(US News) – The unprecedented stress caused by the COVID-19 pandemic has prompted many to give new importance to their overall health. This led to a new attitude towards self-care, as people began to devote more and more time in isolation to themselves. As people resume their pre-pandemic routines, this newfound commitment to wellness and self-care is here to stay, according to The Global State of Self-Care Report. This is the first study commissioned by Patchology, an award-winning skin care brand specializing in patches and masks, and examines consumer self-care practices and trends across countries. According to the report, 67% of respondents in the US have not only increased their level of self-care during the pandemic, but 79% of these people intend to prioritize self-care in the future.
“As a skincare brand, we’ve seen in real time how important self-care has become to our customers,” says Chris Hobson, president and CEO of Rare Beauty Brands. “Now more than ever, brands must constantly learn about consumer values and adapt product innovation to meet them.”
Hobson and the pathology team are already on the right track – the report shows that a self-care approach has emerged worldwide over the past few years that puts skin care first. In fact, regardless of their age, women have increased the amount of time they spend on skin care daily, averaging about 16 minutes now versus 12 minutes a day before the pandemic.

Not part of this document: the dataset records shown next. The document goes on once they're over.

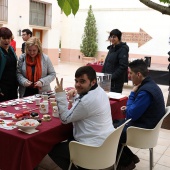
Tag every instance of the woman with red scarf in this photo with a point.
(35, 71)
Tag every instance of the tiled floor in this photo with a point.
(161, 151)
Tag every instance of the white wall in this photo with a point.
(126, 15)
(18, 8)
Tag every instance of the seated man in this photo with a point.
(145, 107)
(90, 114)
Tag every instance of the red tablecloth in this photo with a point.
(115, 108)
(20, 151)
(96, 67)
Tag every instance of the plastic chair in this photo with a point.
(144, 138)
(91, 157)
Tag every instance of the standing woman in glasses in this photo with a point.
(116, 62)
(8, 66)
(35, 71)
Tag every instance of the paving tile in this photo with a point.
(144, 154)
(164, 160)
(67, 70)
(160, 167)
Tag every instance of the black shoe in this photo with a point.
(135, 159)
(127, 167)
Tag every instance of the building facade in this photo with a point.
(41, 17)
(145, 30)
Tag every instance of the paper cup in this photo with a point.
(52, 100)
(37, 101)
(53, 103)
(55, 111)
(45, 97)
(43, 107)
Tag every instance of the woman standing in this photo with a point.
(8, 66)
(116, 62)
(35, 71)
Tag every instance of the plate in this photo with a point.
(29, 131)
(5, 114)
(28, 124)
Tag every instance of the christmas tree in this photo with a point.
(89, 40)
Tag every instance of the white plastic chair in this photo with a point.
(144, 138)
(91, 157)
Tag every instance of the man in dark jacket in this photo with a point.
(116, 62)
(145, 107)
(26, 34)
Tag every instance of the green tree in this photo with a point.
(69, 6)
(89, 40)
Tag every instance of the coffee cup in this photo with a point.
(43, 107)
(37, 101)
(45, 97)
(55, 111)
(52, 100)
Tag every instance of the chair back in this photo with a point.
(144, 138)
(101, 157)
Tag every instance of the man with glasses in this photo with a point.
(26, 34)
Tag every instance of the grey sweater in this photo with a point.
(48, 74)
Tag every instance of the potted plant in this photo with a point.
(89, 44)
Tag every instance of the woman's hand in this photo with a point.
(59, 86)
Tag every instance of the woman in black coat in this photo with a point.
(116, 62)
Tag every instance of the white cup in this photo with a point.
(43, 107)
(45, 97)
(55, 111)
(52, 100)
(37, 101)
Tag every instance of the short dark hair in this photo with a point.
(27, 31)
(5, 33)
(88, 70)
(139, 65)
(117, 33)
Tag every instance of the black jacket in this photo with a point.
(116, 63)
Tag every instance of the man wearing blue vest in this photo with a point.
(145, 107)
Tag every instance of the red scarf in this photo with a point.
(38, 70)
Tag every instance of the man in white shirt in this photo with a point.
(90, 114)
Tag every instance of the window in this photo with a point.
(40, 14)
(3, 10)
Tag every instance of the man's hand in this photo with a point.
(59, 87)
(123, 109)
(38, 84)
(27, 83)
(71, 93)
(135, 88)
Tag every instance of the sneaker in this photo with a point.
(135, 159)
(128, 167)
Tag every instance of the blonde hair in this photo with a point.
(33, 41)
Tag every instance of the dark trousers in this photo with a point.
(127, 154)
(9, 94)
(61, 156)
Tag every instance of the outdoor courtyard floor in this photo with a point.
(161, 151)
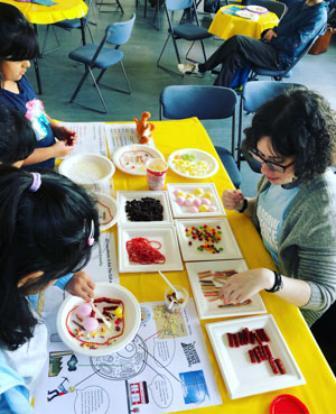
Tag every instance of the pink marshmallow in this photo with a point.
(90, 324)
(84, 310)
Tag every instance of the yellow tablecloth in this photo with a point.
(226, 25)
(62, 10)
(319, 393)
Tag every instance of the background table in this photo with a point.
(319, 394)
(37, 14)
(226, 25)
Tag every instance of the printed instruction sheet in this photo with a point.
(164, 369)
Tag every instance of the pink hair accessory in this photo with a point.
(90, 240)
(36, 184)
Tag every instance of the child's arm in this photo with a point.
(78, 284)
(57, 150)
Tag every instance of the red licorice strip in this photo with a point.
(274, 366)
(142, 251)
(268, 352)
(262, 335)
(236, 340)
(231, 341)
(257, 356)
(252, 356)
(280, 366)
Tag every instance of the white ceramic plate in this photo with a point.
(165, 235)
(257, 9)
(132, 319)
(107, 211)
(195, 158)
(124, 196)
(242, 378)
(131, 159)
(228, 244)
(246, 14)
(210, 309)
(196, 193)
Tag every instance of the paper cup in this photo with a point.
(156, 170)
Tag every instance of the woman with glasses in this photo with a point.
(293, 139)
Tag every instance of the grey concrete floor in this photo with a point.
(60, 75)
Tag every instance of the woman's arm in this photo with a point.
(243, 286)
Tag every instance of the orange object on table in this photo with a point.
(226, 25)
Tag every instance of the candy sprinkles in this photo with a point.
(145, 209)
(208, 236)
(143, 251)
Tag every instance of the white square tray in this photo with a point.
(124, 196)
(184, 211)
(228, 242)
(165, 234)
(242, 378)
(209, 310)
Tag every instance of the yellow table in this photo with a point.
(37, 14)
(319, 393)
(226, 25)
(62, 10)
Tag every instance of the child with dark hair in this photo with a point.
(293, 138)
(17, 47)
(48, 227)
(17, 139)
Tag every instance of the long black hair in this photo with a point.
(300, 123)
(17, 138)
(18, 38)
(47, 230)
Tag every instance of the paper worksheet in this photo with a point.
(102, 138)
(164, 369)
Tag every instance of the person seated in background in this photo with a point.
(17, 138)
(293, 138)
(18, 45)
(278, 48)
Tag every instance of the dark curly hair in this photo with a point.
(46, 231)
(18, 38)
(300, 124)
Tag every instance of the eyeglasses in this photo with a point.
(257, 156)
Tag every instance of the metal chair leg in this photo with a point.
(126, 77)
(101, 75)
(97, 89)
(162, 51)
(80, 84)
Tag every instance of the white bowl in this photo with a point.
(199, 156)
(132, 319)
(87, 169)
(106, 204)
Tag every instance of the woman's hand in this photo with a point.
(233, 199)
(243, 286)
(60, 149)
(64, 134)
(81, 285)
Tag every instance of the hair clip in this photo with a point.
(90, 240)
(36, 184)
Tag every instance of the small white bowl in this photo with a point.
(106, 205)
(132, 319)
(87, 169)
(172, 306)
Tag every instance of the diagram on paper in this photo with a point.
(165, 368)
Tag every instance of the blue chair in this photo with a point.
(254, 95)
(184, 29)
(69, 24)
(276, 7)
(278, 75)
(203, 102)
(102, 57)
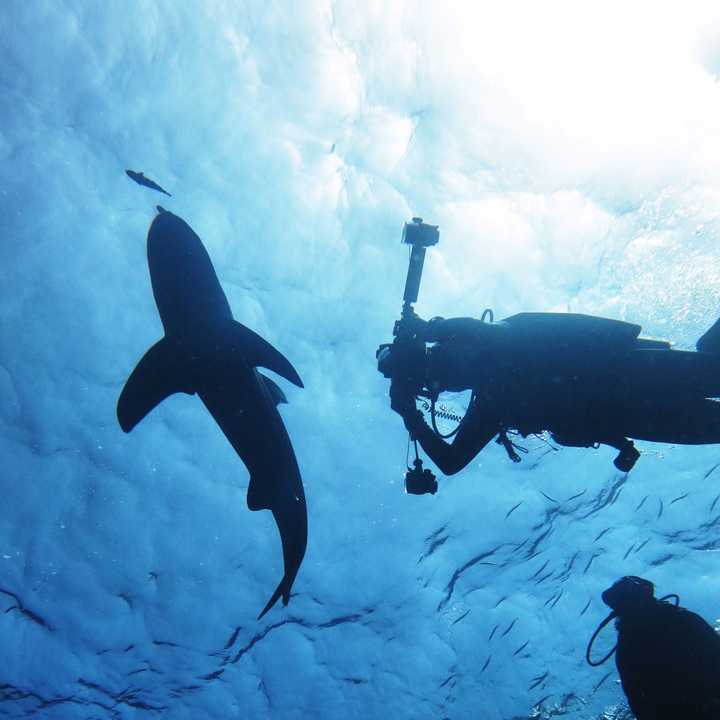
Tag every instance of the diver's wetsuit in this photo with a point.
(668, 659)
(585, 379)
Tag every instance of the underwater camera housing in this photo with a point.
(419, 481)
(421, 236)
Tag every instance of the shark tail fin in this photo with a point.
(161, 372)
(258, 352)
(283, 589)
(291, 519)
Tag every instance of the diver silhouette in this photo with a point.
(587, 380)
(668, 658)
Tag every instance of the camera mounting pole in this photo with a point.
(420, 236)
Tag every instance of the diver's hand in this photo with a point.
(401, 401)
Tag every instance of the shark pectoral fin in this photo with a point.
(274, 389)
(258, 352)
(256, 498)
(291, 518)
(160, 373)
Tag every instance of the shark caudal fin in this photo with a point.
(160, 373)
(291, 519)
(258, 352)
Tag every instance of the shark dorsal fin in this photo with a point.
(258, 352)
(274, 389)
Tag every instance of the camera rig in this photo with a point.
(406, 353)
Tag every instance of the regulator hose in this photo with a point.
(603, 624)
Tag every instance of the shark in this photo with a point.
(140, 179)
(206, 352)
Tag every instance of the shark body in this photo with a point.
(140, 179)
(206, 352)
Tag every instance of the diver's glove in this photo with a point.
(402, 401)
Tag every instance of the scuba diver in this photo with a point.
(587, 380)
(668, 658)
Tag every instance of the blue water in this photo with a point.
(570, 162)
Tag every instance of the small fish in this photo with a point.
(679, 498)
(641, 545)
(510, 627)
(521, 648)
(464, 615)
(543, 578)
(540, 570)
(602, 533)
(512, 509)
(712, 507)
(140, 179)
(587, 567)
(537, 681)
(595, 689)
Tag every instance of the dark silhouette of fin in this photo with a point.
(258, 352)
(274, 389)
(292, 524)
(140, 179)
(710, 341)
(160, 373)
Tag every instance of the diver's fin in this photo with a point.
(274, 389)
(260, 353)
(160, 373)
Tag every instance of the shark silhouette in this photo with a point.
(140, 179)
(206, 352)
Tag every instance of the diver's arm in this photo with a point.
(451, 457)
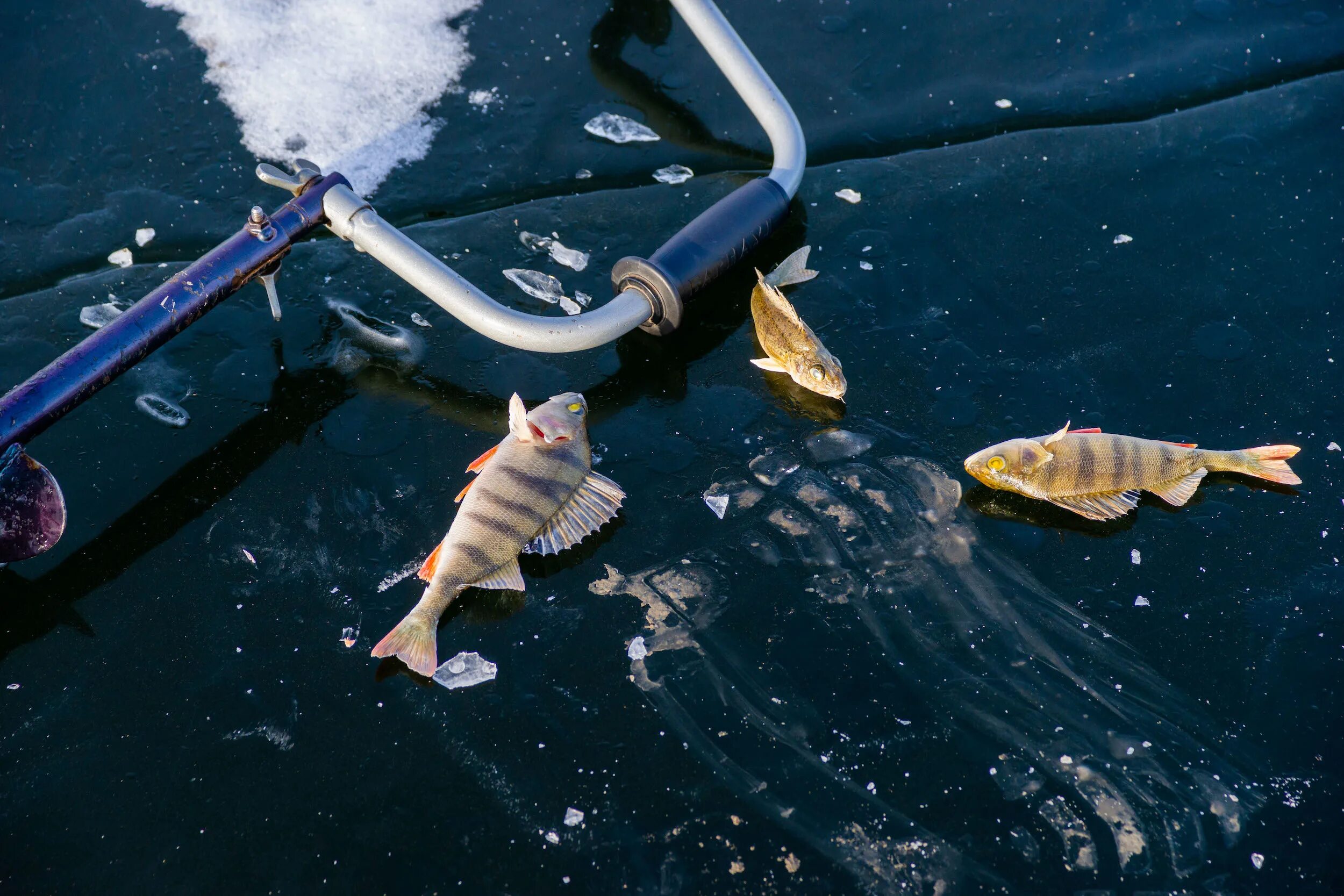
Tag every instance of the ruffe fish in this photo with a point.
(534, 492)
(789, 345)
(1100, 476)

Although the time spent on skin care has increased, it still occupies a fraction of an hour out of a 24-hour day, so it’s important for brands to create effective, high-quality products that everyone can use. With more than one-third (36%) of respondents citing stress as a reason to update their skin care regimen, simplifying the process could be crucial for some consumers.
With Patchology’s extensive collection of fun and easy-to-use products—from eye gels and sheet masks to foot scrubs and warming hand masks—consumers can choose to customize their own skin care in 5- or 10-minute or 60-minute indulgences. According to the report, more than one-third (35%) of women surveyed intend to buy more eye patches, and about 25% said they would buy more sheet masks. While consumers are becoming more comfortable returning to salons and spas, going outside is unlikely to dampen enthusiasm for at-home beauty products.
The main result is … happiness. Increasing self-care efforts not only got American consumers through the darkest days of the pandemic, but also led to an increase in overall happiness: 81% of respondents who emphasized self-care now describe themselves as moderately to very happy.
The Global State of Self-Care Report from Patchology asked respondents about their self-care habits before, during and after the pandemic; how their commitment to practice has changed or is expected to change in the future; how they value certain types of self-care; and the products they see themselves using in the future.